Highlights
Staff -- Test & Measurement World, 2/1/2007
Agilent to acquire Acqiris
Agilent Technologies has agreed to acquire Acqiris, a maker of high-speed digitizer cards for the PCI, CompactPCI, and PXI buses. The product line also includes analyzer cards that contain onboard digital signal processors (DSPs) and multichannel instruments made up of the company’s cards. The acquisition marks Agilent’s first presence in the digitizer card market since the company divested its line of VXI instruments in 2003. It’s also the first time in the PXI market in any way for that long-time maker of stand-alone box instruments. www.agilent.com.

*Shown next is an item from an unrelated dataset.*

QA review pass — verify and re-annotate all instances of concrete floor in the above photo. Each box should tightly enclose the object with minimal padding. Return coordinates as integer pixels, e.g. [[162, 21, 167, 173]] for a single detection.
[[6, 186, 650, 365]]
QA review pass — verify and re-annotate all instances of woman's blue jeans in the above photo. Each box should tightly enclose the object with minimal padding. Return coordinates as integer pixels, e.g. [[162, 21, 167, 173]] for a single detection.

Keithley introduces PXI modules
Keithley Instruments, renowned for its bench instruments, recently entered the PXI market with the introduction of a broad line of PXI instrument cards, chassis, controllers, and accessories. The company has introduced eight models of multifunction data-acquisition cards (KPXI-DAQ series), two multifunction cards (KPXI-SDAQ), two analog output cards (KPXI-AO), four digital I/O cards (KPXI-DIO), and a two-channel digitizer (KPXI-AI-2-65M).
The new PXI line also includes two extension interface cards, one of which extends a PXI system by connecting to other PXI chassis. The second interface card lets you control a PXI chassis from a PC through its PCI bus. www.keithley.com.
Webcast overviews PXI digital test
The PXI Systems Alliance and Geotest–Marvin Test Systems have produced a Webcast entitled, “Using PXI Digital Test Instrumentation for Video Test Applications.” First aired on December 6, the Webcast is still available on the PXISA Web site.
The Webcast, presented by Dale Johnson, Geotest’s customer technical support manager, provides an overview of PXI digital test instrumentation architectures that can be employed for a range of high-performance digital stimulus/response applications including video record/playback. Included is a discussion of how a PXI-based test solution can be used to address a video-test application. www.pxisa.org.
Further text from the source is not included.